Allocation non-randomized
Endpoint classification safety/efficacy study
Intervention model single group assignment
Masking open label
Primary purpose treatment
Arm
(Other)
For protocols which adopt a steroid prephase: patients who are Prednisone-good responder and achieve CR after the induction course. For protocols which do not adopt steroid prephase: patients who have M1/M2 BM at day 15 or M1 BM at day 21 and achieve CR after the induction course. Expected stratification in this group: 70-75%.
standard chemotherapy + imatinib Glivec
Patients receive Imatinib together with the standard chemotherapy regimen of phase IB and after each of three consecutive blocks of the standard chemotherapy in the consolidation phase
(Other)
For protocols which adopt a steroid prephase: patients who are Prednisone poor-responders. For protocol which do not adopt a steroid prephase: patients who have M3 BM at day 15 or M2/M3 BM at day 21. For all protocols: patients who do not achieve CR after the induction course. Expected stratification: 25-30%.
standard chemotherapy + imatinib Glivec
Patients receive Imatinib together with the standard chemotherapy regimen of phase IB and after each of three consecutive blocks of the standard chemotherapy in the consolidation phase

Primary Outcomes

Measure
Disease free survival (DFS). DFS will be calculated as the time from inclusion to either one of the following events: relapse, death in CCR, second malignancies.
time frame: 2 years

Secondary Outcomes

Measure
Compare long term outcome between patients treated by BFM-chemotherapy and patient undergoing more intensive chemotherapy (protocole COGAALL0031 : Children Oncology Group-USA).
time frame: 2 years
Long-term clinical outcome : Disease free survival (DFS), Event-Free Survival (EFS) and Overall Survival (OS) in each risk groups.
time frame: 2 years
Pattern of molecular response (MRD)
time frame: 5 time points between S4 and S22
Conversion rate to CR in patients resistant to the first part of the induction phase of chemotherapy included in the Poor-risk group.
time frame: 2 years

Eligibility Criteria

Male or female participants from 1 year up to 18 years old.

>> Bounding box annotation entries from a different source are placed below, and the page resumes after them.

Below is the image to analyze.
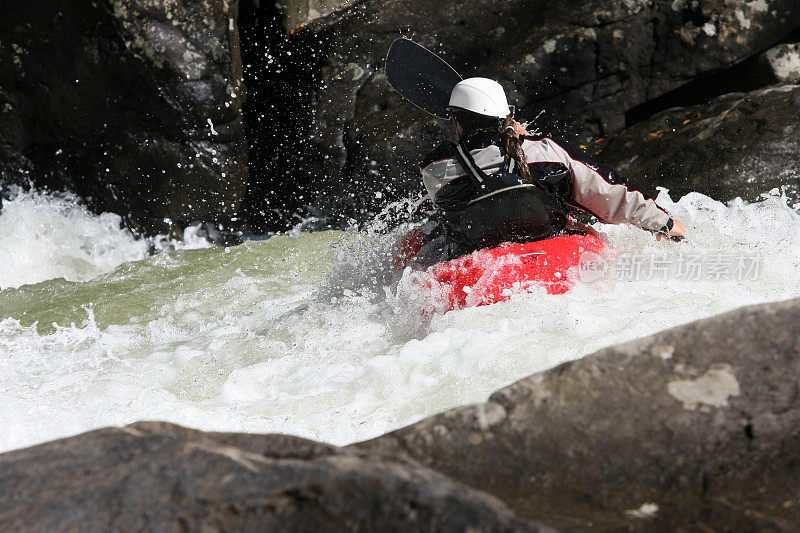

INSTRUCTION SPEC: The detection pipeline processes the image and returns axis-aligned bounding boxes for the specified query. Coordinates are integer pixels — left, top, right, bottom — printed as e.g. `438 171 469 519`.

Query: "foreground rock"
0 0 247 231
590 85 800 200
296 0 800 216
0 423 551 532
357 299 800 531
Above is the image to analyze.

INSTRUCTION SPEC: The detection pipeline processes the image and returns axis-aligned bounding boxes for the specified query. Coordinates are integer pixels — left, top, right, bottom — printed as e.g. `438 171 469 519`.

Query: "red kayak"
400 230 604 310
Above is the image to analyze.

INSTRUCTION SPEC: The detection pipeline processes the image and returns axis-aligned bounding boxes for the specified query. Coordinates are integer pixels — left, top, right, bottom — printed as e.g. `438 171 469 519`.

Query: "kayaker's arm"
544 139 683 236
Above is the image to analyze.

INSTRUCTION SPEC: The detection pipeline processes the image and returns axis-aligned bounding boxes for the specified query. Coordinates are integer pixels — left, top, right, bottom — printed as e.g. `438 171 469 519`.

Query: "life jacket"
435 136 571 255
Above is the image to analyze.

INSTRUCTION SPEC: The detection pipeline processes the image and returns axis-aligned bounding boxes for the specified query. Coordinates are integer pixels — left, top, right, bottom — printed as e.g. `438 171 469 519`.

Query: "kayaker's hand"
656 218 686 241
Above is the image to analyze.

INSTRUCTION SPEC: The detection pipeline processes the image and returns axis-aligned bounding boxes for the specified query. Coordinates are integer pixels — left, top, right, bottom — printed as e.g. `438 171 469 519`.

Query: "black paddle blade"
386 39 461 118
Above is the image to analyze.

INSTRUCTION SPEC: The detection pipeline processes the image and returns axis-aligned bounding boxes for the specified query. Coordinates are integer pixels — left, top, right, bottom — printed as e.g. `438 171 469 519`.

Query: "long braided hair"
499 117 533 183
450 109 533 183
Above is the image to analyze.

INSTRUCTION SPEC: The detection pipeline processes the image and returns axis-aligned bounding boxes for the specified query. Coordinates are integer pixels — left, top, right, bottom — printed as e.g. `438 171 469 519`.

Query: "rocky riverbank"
0 300 800 531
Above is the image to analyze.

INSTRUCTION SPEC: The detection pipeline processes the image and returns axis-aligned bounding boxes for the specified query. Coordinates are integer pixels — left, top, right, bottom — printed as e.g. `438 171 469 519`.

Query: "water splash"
0 186 800 449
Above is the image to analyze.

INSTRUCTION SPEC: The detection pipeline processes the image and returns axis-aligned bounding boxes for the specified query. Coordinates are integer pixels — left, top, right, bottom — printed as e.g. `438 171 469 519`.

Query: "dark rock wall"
0 0 247 231
590 85 800 201
294 0 800 220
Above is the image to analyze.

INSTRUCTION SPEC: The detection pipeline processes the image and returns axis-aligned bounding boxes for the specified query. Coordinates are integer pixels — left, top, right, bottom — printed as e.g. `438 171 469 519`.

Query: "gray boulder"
588 85 800 201
0 422 552 532
356 299 800 531
760 43 800 83
292 0 800 216
0 0 247 230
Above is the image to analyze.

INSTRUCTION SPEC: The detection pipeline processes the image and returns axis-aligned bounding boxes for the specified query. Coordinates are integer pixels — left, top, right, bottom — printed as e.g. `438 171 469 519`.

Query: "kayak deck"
424 234 603 310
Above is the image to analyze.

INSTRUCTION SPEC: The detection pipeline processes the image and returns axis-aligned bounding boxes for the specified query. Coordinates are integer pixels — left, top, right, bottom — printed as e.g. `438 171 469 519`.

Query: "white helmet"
448 78 511 118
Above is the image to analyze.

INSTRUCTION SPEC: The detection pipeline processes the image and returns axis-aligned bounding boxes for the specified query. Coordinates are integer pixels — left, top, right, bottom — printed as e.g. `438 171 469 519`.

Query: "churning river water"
0 185 800 450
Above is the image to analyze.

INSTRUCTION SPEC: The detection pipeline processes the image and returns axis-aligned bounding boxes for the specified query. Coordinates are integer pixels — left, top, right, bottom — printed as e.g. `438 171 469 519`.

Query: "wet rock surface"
355 300 800 531
589 85 800 201
294 0 800 217
0 0 247 231
0 422 552 532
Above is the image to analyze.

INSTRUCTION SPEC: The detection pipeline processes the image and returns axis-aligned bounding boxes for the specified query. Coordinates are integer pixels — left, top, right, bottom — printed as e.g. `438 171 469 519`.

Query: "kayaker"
417 78 686 263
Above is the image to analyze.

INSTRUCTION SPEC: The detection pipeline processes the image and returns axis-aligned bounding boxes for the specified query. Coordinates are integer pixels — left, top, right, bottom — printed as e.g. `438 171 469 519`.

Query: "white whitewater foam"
0 187 800 449
0 189 210 289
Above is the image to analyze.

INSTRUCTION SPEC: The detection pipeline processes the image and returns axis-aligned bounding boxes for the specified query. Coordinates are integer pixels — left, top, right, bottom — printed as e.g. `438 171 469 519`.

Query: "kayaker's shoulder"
419 141 456 169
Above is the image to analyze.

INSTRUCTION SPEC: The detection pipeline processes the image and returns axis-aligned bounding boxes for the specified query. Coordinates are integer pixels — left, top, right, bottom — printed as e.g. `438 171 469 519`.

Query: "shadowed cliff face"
270 0 800 223
0 0 247 231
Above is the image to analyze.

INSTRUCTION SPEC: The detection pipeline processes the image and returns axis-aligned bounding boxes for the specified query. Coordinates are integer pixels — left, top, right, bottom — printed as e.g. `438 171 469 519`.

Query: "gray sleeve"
548 139 670 231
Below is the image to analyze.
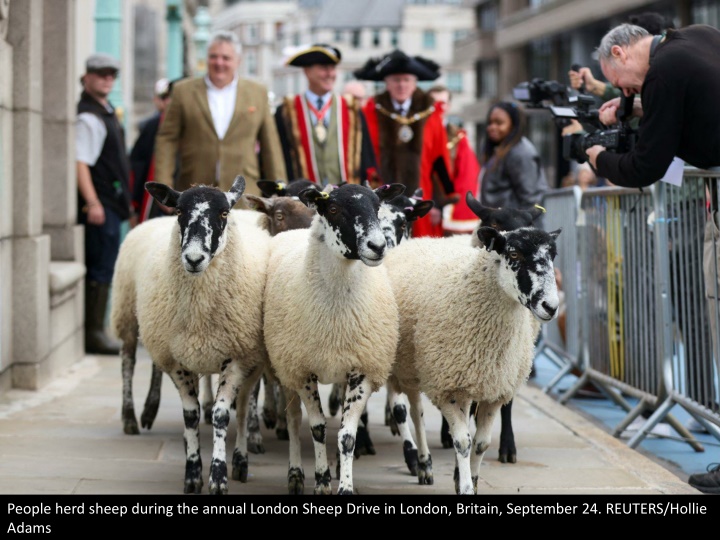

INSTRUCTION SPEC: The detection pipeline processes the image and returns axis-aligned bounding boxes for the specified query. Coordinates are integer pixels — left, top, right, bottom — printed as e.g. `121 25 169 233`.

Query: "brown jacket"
155 77 287 195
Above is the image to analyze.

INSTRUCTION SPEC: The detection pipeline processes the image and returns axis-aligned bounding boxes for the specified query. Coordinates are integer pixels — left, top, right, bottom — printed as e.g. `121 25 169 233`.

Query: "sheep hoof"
123 418 140 435
403 441 418 476
232 450 252 483
183 478 203 493
209 456 228 495
262 407 277 429
498 450 517 463
417 458 435 486
288 467 305 495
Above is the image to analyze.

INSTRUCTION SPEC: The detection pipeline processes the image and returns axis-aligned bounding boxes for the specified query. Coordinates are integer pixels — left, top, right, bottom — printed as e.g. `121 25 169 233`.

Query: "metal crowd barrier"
537 169 720 451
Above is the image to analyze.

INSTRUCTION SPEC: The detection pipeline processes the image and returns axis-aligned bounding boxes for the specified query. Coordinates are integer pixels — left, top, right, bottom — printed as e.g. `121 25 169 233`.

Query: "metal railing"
537 168 720 451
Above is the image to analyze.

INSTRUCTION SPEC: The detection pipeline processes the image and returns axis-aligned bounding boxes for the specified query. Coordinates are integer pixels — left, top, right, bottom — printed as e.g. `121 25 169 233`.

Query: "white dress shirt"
205 75 237 140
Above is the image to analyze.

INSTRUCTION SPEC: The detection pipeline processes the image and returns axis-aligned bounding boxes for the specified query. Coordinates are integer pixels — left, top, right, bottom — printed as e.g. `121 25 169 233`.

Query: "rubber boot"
85 281 120 354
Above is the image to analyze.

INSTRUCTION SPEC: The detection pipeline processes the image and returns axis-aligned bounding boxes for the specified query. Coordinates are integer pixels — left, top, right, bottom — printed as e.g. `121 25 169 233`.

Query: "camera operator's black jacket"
597 25 720 187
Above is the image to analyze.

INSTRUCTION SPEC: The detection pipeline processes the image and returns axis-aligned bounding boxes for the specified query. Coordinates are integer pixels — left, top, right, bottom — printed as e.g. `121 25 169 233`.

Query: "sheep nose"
185 254 205 268
542 302 557 317
368 239 387 255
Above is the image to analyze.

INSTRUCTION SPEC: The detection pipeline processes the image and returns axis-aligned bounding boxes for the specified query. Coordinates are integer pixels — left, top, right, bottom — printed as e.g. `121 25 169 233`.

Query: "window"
245 49 258 76
453 29 470 41
478 2 497 32
447 71 463 92
478 62 498 98
423 30 435 49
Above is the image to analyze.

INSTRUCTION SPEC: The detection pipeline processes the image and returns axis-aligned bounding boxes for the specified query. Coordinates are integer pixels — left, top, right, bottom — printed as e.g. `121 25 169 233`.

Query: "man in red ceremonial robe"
270 43 377 186
354 50 458 237
428 85 480 236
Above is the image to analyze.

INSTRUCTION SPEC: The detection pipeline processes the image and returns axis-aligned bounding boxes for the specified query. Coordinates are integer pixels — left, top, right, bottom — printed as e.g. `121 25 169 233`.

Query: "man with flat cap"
75 53 132 354
275 43 376 185
354 50 458 237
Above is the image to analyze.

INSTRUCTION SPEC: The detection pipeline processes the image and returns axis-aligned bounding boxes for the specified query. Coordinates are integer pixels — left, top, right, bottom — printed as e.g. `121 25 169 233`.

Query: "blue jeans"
82 206 121 284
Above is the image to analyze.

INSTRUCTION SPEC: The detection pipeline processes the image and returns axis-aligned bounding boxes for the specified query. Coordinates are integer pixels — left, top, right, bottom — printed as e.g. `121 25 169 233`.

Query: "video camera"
513 71 637 163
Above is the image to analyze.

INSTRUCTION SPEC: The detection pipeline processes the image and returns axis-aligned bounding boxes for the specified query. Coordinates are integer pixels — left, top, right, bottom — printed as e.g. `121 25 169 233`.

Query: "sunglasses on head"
90 69 118 79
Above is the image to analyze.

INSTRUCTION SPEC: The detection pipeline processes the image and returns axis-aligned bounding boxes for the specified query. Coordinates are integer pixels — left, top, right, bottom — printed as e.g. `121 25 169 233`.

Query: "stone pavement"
0 349 700 495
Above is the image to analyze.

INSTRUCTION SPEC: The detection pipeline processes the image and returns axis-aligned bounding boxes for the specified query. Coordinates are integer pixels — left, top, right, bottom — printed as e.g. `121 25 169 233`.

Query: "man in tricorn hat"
275 43 376 185
354 50 458 236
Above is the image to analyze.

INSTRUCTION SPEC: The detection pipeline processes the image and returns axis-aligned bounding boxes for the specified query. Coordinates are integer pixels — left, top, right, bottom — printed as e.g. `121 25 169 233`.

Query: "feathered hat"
353 49 440 81
285 43 342 67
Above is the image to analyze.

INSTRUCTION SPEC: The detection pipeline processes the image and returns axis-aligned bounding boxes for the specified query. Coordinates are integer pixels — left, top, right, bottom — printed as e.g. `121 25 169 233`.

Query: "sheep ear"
257 180 287 197
225 175 245 208
404 201 435 221
244 195 275 214
478 227 505 253
145 182 180 208
375 184 405 201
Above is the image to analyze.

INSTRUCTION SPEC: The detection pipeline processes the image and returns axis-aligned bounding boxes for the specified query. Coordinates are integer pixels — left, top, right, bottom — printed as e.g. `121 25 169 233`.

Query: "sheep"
264 184 404 494
440 191 545 463
111 176 270 494
386 226 560 494
328 189 434 466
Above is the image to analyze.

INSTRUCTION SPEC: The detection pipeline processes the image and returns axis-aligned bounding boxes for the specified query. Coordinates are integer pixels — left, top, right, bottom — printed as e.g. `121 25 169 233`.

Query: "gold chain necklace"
375 103 435 143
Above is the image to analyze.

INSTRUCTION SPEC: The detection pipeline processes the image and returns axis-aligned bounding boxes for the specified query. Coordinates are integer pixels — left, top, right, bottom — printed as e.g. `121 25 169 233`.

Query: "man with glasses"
75 50 132 354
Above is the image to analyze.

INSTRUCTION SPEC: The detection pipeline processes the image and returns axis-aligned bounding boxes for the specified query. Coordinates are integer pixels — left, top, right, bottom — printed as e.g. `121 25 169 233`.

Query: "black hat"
353 49 440 81
285 43 342 67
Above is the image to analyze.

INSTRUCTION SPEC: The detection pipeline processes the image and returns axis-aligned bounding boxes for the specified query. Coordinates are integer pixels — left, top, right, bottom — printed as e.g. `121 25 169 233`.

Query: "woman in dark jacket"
480 101 549 208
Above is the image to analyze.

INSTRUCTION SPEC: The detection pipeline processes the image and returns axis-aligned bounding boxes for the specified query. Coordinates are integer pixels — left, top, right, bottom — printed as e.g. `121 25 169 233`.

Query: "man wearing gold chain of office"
270 43 376 186
354 50 459 237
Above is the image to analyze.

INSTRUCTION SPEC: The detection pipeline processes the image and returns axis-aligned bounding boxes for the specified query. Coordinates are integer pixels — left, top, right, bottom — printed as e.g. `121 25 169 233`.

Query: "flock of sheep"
111 176 560 494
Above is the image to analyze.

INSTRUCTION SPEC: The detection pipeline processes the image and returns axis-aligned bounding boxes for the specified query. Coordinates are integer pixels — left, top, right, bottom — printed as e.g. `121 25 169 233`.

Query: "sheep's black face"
478 227 560 322
175 186 232 274
145 176 245 274
300 184 387 266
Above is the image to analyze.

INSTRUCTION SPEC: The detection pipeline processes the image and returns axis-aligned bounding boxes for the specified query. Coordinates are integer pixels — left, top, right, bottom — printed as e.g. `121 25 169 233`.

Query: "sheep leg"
392 392 418 476
337 370 372 495
168 369 203 493
280 387 305 495
262 372 278 429
385 382 400 435
200 373 215 424
498 400 517 463
245 379 265 456
120 333 139 435
328 383 345 416
298 375 332 495
470 402 501 493
407 390 434 486
140 362 162 429
208 358 247 495
273 382 290 441
232 362 265 482
439 399 475 495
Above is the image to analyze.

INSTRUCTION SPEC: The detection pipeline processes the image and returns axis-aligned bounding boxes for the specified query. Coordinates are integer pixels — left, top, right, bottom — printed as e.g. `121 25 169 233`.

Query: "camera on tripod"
513 74 637 163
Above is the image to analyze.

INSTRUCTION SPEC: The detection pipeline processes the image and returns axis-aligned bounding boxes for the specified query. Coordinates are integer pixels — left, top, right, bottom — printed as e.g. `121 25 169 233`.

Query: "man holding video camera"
586 24 720 187
586 24 720 494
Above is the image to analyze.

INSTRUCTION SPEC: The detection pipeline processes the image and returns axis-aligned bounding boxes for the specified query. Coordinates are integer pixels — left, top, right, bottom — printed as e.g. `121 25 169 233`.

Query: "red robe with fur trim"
363 89 450 237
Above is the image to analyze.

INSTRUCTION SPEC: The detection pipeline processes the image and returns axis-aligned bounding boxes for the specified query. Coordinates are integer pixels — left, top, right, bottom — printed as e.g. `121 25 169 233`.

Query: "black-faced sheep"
264 184 404 494
386 227 559 494
111 176 269 494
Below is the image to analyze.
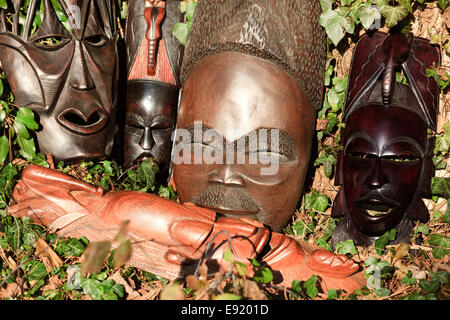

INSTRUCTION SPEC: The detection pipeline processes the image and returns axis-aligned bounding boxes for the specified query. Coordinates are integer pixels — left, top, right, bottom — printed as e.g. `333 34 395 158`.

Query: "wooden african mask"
332 32 440 245
172 53 315 230
172 0 326 231
7 165 365 292
0 0 118 161
124 0 182 179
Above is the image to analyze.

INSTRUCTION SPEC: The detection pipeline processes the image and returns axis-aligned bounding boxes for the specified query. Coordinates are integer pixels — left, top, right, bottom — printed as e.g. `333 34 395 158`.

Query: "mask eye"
84 34 108 47
34 36 69 48
347 151 376 159
152 122 172 130
383 155 420 162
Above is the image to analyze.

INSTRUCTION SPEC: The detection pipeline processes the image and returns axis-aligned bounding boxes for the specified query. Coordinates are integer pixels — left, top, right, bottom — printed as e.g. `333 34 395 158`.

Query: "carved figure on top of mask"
172 0 326 231
0 0 118 161
124 0 183 180
332 32 440 245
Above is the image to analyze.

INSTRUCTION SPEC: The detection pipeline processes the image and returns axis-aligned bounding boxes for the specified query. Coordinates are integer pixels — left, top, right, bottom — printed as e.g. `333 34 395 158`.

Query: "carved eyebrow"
383 136 425 158
126 113 145 125
184 124 298 159
344 132 378 153
126 113 173 126
344 132 425 157
152 114 173 125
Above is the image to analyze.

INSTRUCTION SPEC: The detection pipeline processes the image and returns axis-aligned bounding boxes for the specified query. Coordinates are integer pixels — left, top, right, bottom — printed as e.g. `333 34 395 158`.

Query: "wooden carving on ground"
8 165 365 292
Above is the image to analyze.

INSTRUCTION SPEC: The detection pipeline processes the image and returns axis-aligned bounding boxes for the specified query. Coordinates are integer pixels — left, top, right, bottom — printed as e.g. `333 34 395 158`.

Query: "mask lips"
57 106 109 135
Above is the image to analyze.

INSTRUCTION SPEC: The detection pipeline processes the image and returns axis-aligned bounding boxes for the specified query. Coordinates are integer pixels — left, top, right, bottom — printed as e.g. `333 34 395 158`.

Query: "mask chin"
331 189 429 248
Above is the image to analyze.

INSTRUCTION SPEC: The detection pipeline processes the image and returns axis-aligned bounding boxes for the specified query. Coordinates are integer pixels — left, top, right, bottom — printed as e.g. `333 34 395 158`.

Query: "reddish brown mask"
124 0 182 175
333 33 439 245
0 0 118 161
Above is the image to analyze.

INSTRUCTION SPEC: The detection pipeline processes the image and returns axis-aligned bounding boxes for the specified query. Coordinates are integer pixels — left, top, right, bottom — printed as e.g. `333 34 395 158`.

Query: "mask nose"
68 41 95 90
365 157 387 189
139 127 155 150
208 166 246 188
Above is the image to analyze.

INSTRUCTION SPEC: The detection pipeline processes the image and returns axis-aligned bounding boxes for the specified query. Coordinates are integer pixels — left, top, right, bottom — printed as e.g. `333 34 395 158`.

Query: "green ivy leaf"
315 238 333 251
327 87 340 112
336 239 358 255
320 0 333 12
223 249 234 262
13 118 30 139
15 108 39 130
319 10 349 46
186 2 198 22
292 220 314 237
428 234 450 259
356 5 381 30
375 229 397 256
305 190 330 212
438 0 448 11
252 259 273 283
400 270 417 286
381 5 409 29
303 275 319 299
327 289 337 300
397 0 413 14
375 288 391 297
0 136 9 165
81 278 103 300
65 238 85 257
17 136 36 160
431 177 450 199
114 239 131 267
28 262 48 280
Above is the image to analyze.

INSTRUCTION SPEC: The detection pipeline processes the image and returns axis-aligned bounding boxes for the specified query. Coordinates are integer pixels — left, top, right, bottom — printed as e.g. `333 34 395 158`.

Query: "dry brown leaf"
114 239 132 267
243 280 267 300
0 247 17 270
108 271 141 300
41 276 63 293
0 282 22 299
81 241 111 274
159 283 185 300
35 239 63 272
442 7 450 29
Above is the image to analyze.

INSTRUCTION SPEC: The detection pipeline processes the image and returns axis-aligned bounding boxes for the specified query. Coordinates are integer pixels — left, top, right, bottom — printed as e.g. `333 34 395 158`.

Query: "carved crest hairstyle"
124 0 183 179
0 0 118 161
172 0 326 230
332 32 440 245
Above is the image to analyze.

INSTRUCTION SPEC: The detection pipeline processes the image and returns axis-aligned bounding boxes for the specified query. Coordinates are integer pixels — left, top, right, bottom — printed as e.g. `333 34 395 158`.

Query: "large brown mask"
172 52 315 230
0 0 118 161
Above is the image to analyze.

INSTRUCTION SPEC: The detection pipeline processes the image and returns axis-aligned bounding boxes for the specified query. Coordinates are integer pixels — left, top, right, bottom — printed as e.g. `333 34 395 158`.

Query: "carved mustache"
354 190 402 207
191 184 260 213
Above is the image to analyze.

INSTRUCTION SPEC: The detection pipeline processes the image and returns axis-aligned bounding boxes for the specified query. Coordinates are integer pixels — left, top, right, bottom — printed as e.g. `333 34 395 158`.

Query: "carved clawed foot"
306 249 359 278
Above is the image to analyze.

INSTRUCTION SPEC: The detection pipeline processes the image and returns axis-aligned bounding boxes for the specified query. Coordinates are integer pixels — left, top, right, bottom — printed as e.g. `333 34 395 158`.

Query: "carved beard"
331 189 428 249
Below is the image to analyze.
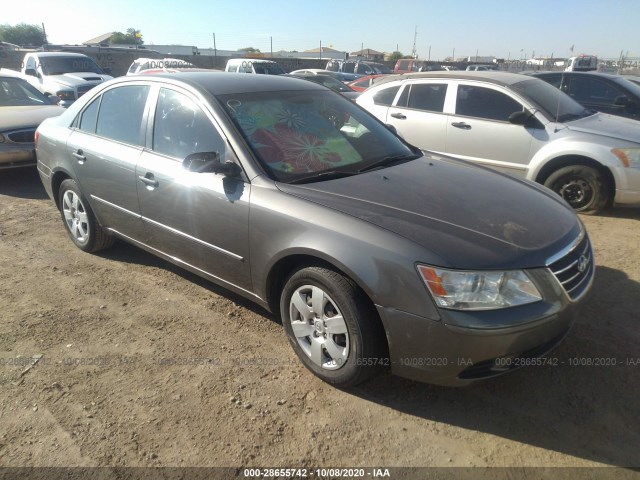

Inclusion Criteria: - Children and adolescents aged 1 to 17 years at diagnostic - Documented Ph+ ALL - Eligibility for the current local prospective therapeutic study of childhood ALL - Informed consent given by the parents or by legal guardian Exclusion Criteria: - Abnormal hepatic functions - Abnormal renal functions - Active systemic bacterial, fungal or viral infection

Additional Information

Official title An Open-label, Phase II Study to Explore the Safety and Efficacy of Imatinib With Chemotherapy in Pediatric Patients With Ph+ / BCR-ABL+ Acute Lymphoblastic Leukemia (Ph+ALL)
Principal investigator Virginie Gandemer, MD
Description Recent advances in treatment have increased the cure of childhood ALL to 75% or better. However, attempts to improve results for resistant subtypes of ALL, such as Ph+ ALL, have been largely unsuccessful. Imatinib, an inhibitor of protein-tyrosine kinases, is currently being tested in several phase I, II and III trials covering most Chronic Myeloid Leukemia patient populations and patients with overtly relapsed or refractory Ph+ALL. Pediatric patients with Ph+ALL will receive Imatinib, added to intensive, post-induction BFM-type chemotherapy. The endpoint will be the evaluation on the long-term clinical outcome, in particular on the Disease Free Survival (DFS).
Trial information was received from ClinicalTrials.gov and was last updated in March 2016.
Information provided to ClinicalTrials.gov by Rennes University Hospital.